Still, Brotherhood’s old multiplayer mode will always have a hold on my imagination. Brendy also used to be a fan: his face lit up like a Christmas tree when I mentioned it in this morning’s meeting. Graham, meanwhile, drew wistful comparisons with Ubisoft’s later Watch Dogs, in which you could pose as a citizen of another player’s world. It’s a tradition of multiplayer subterfuge Ubisoft have lost, I think, as they’ve joined the game-as-a-service goldrush and transformed Assassin’s Creed specifically into more of an open world RPG.
Did they ever consider bringing back Brotherhood’s social stealth modes for Assassin’s Creed Shadows? I doubt it, but it would certainly channel the prevailing mood about generative AI. Back at release in 2010, Brotherhood’s PvP offering spoke to worries about internet anonymity and especially, social media’s abundance of catfishers and sockpuppets. Nowadays, we have Among Us to help us vent and enjoy those anxieties. Instead, Brotherhood’s old PvP has come to feel like an eerily precocious staging ground for concerns and, perhaps, superstitions about undisclosed machine learning and AI hallucinations.
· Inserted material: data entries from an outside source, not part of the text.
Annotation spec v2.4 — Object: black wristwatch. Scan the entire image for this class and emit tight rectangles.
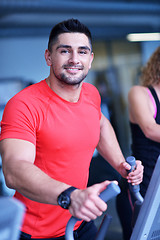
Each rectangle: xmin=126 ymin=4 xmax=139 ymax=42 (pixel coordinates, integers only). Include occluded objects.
xmin=57 ymin=186 xmax=77 ymax=209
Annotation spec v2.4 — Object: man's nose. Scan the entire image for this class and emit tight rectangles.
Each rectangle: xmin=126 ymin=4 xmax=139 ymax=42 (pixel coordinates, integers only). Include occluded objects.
xmin=68 ymin=51 xmax=80 ymax=64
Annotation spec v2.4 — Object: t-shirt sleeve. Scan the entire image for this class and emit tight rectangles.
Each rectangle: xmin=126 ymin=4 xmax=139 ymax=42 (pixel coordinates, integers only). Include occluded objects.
xmin=0 ymin=97 xmax=36 ymax=145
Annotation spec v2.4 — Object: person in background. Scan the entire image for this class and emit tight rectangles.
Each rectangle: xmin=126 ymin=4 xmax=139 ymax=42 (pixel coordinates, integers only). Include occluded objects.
xmin=0 ymin=19 xmax=143 ymax=240
xmin=117 ymin=46 xmax=160 ymax=240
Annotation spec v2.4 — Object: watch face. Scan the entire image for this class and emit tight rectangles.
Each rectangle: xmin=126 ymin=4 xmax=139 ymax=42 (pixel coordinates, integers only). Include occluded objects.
xmin=58 ymin=194 xmax=71 ymax=209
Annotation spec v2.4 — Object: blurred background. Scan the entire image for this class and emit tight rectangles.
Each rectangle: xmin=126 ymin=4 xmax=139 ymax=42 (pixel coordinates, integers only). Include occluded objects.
xmin=0 ymin=0 xmax=160 ymax=239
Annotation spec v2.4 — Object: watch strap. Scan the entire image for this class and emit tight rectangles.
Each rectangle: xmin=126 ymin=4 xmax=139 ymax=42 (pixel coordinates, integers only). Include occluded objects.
xmin=62 ymin=186 xmax=77 ymax=195
xmin=57 ymin=186 xmax=77 ymax=209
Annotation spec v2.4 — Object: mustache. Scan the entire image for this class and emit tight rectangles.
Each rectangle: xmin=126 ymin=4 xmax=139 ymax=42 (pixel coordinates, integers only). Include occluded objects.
xmin=63 ymin=64 xmax=84 ymax=70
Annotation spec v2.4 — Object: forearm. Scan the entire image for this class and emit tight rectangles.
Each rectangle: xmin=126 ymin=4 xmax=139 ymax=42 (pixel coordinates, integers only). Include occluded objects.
xmin=3 ymin=159 xmax=70 ymax=205
xmin=97 ymin=114 xmax=144 ymax=184
xmin=2 ymin=155 xmax=111 ymax=222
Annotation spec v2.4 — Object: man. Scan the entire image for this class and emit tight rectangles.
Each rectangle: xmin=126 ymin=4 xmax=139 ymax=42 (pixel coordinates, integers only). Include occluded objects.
xmin=0 ymin=19 xmax=143 ymax=240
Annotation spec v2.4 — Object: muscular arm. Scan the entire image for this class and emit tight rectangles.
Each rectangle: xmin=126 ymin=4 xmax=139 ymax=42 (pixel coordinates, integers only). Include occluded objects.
xmin=128 ymin=86 xmax=160 ymax=142
xmin=0 ymin=138 xmax=110 ymax=221
xmin=97 ymin=114 xmax=143 ymax=184
xmin=0 ymin=138 xmax=70 ymax=204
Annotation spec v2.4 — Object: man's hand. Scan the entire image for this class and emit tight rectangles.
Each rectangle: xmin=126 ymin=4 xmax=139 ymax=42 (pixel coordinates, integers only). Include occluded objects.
xmin=120 ymin=160 xmax=144 ymax=185
xmin=69 ymin=180 xmax=117 ymax=222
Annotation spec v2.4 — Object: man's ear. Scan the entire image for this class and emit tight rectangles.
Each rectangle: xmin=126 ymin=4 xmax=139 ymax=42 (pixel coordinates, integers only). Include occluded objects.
xmin=45 ymin=49 xmax=52 ymax=66
xmin=89 ymin=52 xmax=94 ymax=70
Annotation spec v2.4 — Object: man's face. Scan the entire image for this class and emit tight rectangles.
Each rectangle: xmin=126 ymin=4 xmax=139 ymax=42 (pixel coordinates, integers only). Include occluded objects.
xmin=48 ymin=33 xmax=94 ymax=86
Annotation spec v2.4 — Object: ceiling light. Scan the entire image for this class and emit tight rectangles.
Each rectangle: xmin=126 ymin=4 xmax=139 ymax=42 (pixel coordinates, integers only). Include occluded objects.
xmin=126 ymin=32 xmax=160 ymax=42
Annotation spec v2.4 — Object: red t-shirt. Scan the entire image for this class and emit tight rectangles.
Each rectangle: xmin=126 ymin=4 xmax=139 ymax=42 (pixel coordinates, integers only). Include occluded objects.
xmin=0 ymin=80 xmax=101 ymax=238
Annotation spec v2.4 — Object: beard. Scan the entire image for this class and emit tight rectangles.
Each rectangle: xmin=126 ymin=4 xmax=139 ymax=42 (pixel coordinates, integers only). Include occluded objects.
xmin=57 ymin=73 xmax=87 ymax=86
xmin=52 ymin=65 xmax=88 ymax=86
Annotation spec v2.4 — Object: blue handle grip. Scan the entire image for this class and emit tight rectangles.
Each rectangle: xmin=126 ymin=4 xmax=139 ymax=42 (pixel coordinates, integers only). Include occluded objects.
xmin=99 ymin=182 xmax=121 ymax=201
xmin=126 ymin=156 xmax=143 ymax=204
xmin=126 ymin=156 xmax=140 ymax=193
xmin=65 ymin=182 xmax=121 ymax=240
xmin=126 ymin=156 xmax=137 ymax=172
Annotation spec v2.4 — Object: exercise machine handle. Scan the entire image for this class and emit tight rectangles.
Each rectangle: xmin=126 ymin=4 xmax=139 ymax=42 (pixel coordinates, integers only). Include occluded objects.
xmin=126 ymin=156 xmax=143 ymax=203
xmin=65 ymin=182 xmax=121 ymax=240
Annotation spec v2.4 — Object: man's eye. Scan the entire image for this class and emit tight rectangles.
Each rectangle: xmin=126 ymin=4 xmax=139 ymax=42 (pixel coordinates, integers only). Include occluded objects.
xmin=79 ymin=51 xmax=87 ymax=55
xmin=61 ymin=50 xmax=69 ymax=54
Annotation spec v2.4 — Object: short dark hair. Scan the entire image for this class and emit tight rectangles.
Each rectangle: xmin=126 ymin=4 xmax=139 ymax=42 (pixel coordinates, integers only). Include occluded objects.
xmin=48 ymin=18 xmax=92 ymax=52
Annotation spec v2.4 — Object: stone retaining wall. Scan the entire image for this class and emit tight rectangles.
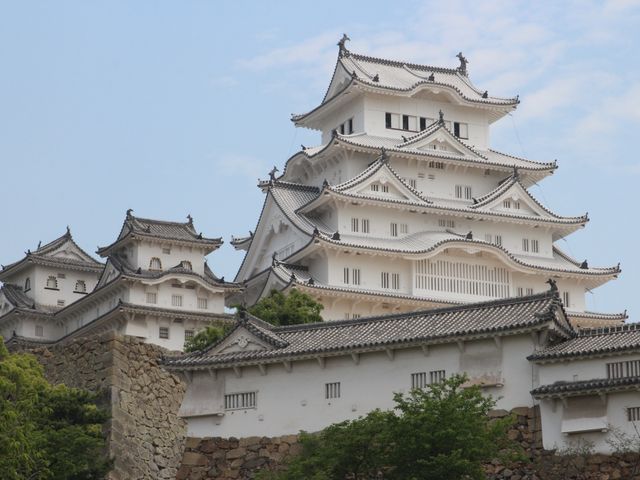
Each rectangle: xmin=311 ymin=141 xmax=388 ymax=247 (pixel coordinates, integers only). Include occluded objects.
xmin=177 ymin=406 xmax=640 ymax=480
xmin=10 ymin=332 xmax=187 ymax=480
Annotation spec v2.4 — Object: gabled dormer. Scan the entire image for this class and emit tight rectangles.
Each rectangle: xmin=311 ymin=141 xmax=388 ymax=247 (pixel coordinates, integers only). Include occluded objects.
xmin=97 ymin=210 xmax=223 ymax=276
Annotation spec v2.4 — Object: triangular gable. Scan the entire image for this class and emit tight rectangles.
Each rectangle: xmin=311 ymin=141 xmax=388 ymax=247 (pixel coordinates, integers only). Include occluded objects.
xmin=322 ymin=57 xmax=354 ymax=103
xmin=209 ymin=326 xmax=273 ymax=355
xmin=45 ymin=239 xmax=97 ymax=263
xmin=396 ymin=123 xmax=484 ymax=159
xmin=472 ymin=178 xmax=563 ymax=219
xmin=96 ymin=260 xmax=122 ymax=289
xmin=333 ymin=159 xmax=431 ymax=205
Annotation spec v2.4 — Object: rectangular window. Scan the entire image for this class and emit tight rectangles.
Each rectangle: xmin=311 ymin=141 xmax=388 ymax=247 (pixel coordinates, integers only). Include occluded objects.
xmin=325 ymin=382 xmax=341 ymax=399
xmin=438 ymin=219 xmax=455 ymax=228
xmin=352 ymin=268 xmax=361 ymax=285
xmin=430 ymin=370 xmax=446 ymax=384
xmin=522 ymin=238 xmax=530 ymax=252
xmin=453 ymin=122 xmax=469 ymax=139
xmin=381 ymin=272 xmax=390 ymax=289
xmin=347 ymin=118 xmax=353 ymax=134
xmin=159 ymin=327 xmax=170 ymax=339
xmin=405 ymin=178 xmax=417 ymax=189
xmin=361 ymin=219 xmax=370 ymax=234
xmin=224 ymin=392 xmax=257 ymax=410
xmin=381 ymin=184 xmax=389 ymax=193
xmin=495 ymin=235 xmax=502 ymax=247
xmin=414 ymin=259 xmax=510 ymax=298
xmin=35 ymin=325 xmax=44 ymax=337
xmin=391 ymin=273 xmax=400 ymax=290
xmin=390 ymin=113 xmax=401 ymax=129
xmin=400 ymin=223 xmax=409 ymax=234
xmin=526 ymin=288 xmax=534 ymax=296
xmin=351 ymin=217 xmax=359 ymax=233
xmin=428 ymin=161 xmax=444 ymax=169
xmin=411 ymin=372 xmax=428 ymax=389
xmin=184 ymin=329 xmax=194 ymax=341
xmin=390 ymin=223 xmax=398 ymax=237
xmin=419 ymin=117 xmax=427 ymax=131
xmin=503 ymin=200 xmax=511 ymax=209
xmin=485 ymin=234 xmax=493 ymax=243
xmin=628 ymin=407 xmax=640 ymax=422
xmin=562 ymin=291 xmax=570 ymax=307
xmin=407 ymin=115 xmax=417 ymax=131
xmin=455 ymin=185 xmax=472 ymax=200
xmin=428 ymin=174 xmax=436 ymax=180
xmin=146 ymin=292 xmax=157 ymax=304
xmin=607 ymin=360 xmax=640 ymax=379
xmin=385 ymin=112 xmax=392 ymax=128
xmin=516 ymin=287 xmax=524 ymax=297
xmin=352 ymin=313 xmax=361 ymax=319
xmin=162 ymin=247 xmax=171 ymax=254
xmin=197 ymin=298 xmax=208 ymax=310
xmin=57 ymin=273 xmax=66 ymax=279
xmin=532 ymin=239 xmax=539 ymax=253
xmin=417 ymin=172 xmax=426 ymax=179
xmin=402 ymin=115 xmax=409 ymax=130
xmin=171 ymin=295 xmax=183 ymax=307
xmin=57 ymin=300 xmax=65 ymax=307
xmin=343 ymin=267 xmax=349 ymax=284
xmin=370 ymin=184 xmax=380 ymax=192
xmin=514 ymin=201 xmax=521 ymax=209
Its crowds of duplicates could easily be ChatGPT spawn running amok. Its premise of Templar killers honing their skills in a simulation made up of rich historical imagery reads like a prophecy for how today’s AI generators are “trained” on existing art and literature – often against the wishes of the original creators and, perhaps, in breach of their copyright.
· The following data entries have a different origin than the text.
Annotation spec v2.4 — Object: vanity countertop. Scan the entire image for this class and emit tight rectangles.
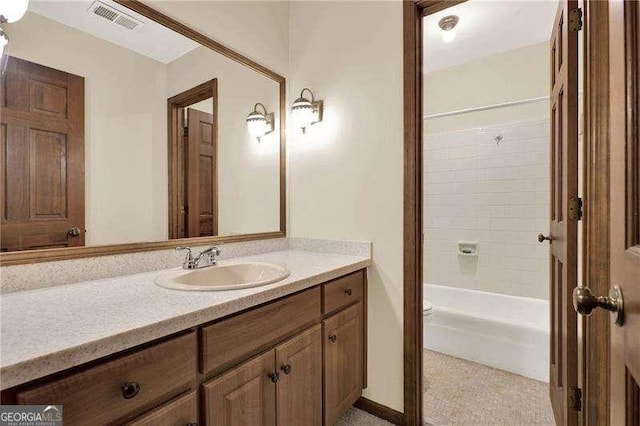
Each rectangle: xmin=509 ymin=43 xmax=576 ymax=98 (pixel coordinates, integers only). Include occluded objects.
xmin=0 ymin=249 xmax=371 ymax=390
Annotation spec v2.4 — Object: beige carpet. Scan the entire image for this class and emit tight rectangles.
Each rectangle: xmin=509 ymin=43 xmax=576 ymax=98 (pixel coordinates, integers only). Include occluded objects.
xmin=424 ymin=350 xmax=555 ymax=425
xmin=336 ymin=407 xmax=392 ymax=425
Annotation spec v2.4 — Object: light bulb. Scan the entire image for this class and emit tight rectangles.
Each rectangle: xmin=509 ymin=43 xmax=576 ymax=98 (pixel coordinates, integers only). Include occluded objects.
xmin=247 ymin=115 xmax=268 ymax=140
xmin=0 ymin=0 xmax=29 ymax=23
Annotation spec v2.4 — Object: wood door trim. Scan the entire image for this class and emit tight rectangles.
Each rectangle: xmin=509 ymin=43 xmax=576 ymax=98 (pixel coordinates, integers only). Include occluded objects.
xmin=583 ymin=1 xmax=612 ymax=423
xmin=403 ymin=2 xmax=468 ymax=424
xmin=0 ymin=0 xmax=287 ymax=265
xmin=168 ymin=79 xmax=219 ymax=239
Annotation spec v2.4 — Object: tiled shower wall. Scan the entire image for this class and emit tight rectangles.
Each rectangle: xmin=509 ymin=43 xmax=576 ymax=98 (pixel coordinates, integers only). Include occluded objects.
xmin=423 ymin=119 xmax=550 ymax=300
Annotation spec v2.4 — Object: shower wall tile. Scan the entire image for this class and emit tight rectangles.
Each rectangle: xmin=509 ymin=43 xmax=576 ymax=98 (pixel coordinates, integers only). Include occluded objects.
xmin=423 ymin=119 xmax=550 ymax=300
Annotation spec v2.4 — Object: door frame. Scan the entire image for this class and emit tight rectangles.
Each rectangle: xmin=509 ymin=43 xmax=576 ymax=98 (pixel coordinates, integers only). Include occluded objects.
xmin=402 ymin=1 xmax=611 ymax=424
xmin=167 ymin=79 xmax=218 ymax=239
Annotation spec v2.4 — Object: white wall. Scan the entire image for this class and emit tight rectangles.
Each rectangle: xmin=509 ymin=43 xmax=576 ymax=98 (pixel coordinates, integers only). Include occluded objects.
xmin=289 ymin=1 xmax=404 ymax=411
xmin=423 ymin=43 xmax=551 ymax=300
xmin=424 ymin=42 xmax=550 ymax=134
xmin=5 ymin=12 xmax=169 ymax=246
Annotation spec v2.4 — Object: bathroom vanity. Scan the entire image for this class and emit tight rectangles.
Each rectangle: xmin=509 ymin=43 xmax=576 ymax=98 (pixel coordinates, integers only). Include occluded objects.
xmin=0 ymin=247 xmax=370 ymax=425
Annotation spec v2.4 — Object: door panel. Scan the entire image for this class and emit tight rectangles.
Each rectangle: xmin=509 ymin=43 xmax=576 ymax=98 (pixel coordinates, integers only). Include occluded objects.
xmin=548 ymin=1 xmax=580 ymax=424
xmin=202 ymin=350 xmax=276 ymax=426
xmin=275 ymin=324 xmax=322 ymax=426
xmin=0 ymin=56 xmax=84 ymax=251
xmin=185 ymin=108 xmax=217 ymax=237
xmin=610 ymin=1 xmax=640 ymax=423
xmin=323 ymin=303 xmax=364 ymax=425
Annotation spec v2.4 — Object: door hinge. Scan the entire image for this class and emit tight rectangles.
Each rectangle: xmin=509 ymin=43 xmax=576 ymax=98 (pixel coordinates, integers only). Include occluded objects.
xmin=569 ymin=387 xmax=582 ymax=411
xmin=569 ymin=197 xmax=583 ymax=221
xmin=569 ymin=8 xmax=583 ymax=31
xmin=183 ymin=126 xmax=189 ymax=137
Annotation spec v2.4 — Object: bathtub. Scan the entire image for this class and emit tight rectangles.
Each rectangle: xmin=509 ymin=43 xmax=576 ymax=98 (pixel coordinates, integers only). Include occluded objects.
xmin=423 ymin=283 xmax=549 ymax=382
With the good ship Live Service looking rather leaky, Ubisoft are currently trying to get in on the generative AI ‘boom’. They’ve come up with a “Ghostwriter” tool for features such as barks, and some prototype “NEOs” aka, “Newly Evolving NPCs”, which use InWorld technology to cobble together voiced responses to players on the fly.
InWorld’s AI tools rely on “information provided by users, website traffic, and potentially external sources like recruiters or educational institutions” – or so I am told by Google’s new AI Overview search tool, which saves me the labour of actually visiting their site. Imagine a Brotherhood-style multiplayer mode filled with Newly Evolving NPCs. Maybe they could flip the premise on its head, and have hundreds of humans stealthily scour the streets for a handful of generated assassins. Maybe this article, with its helpful tips on how humans think when they’re trying not to look like humans, will end up teaching those Newly Evolving NPCs how to slit our throats.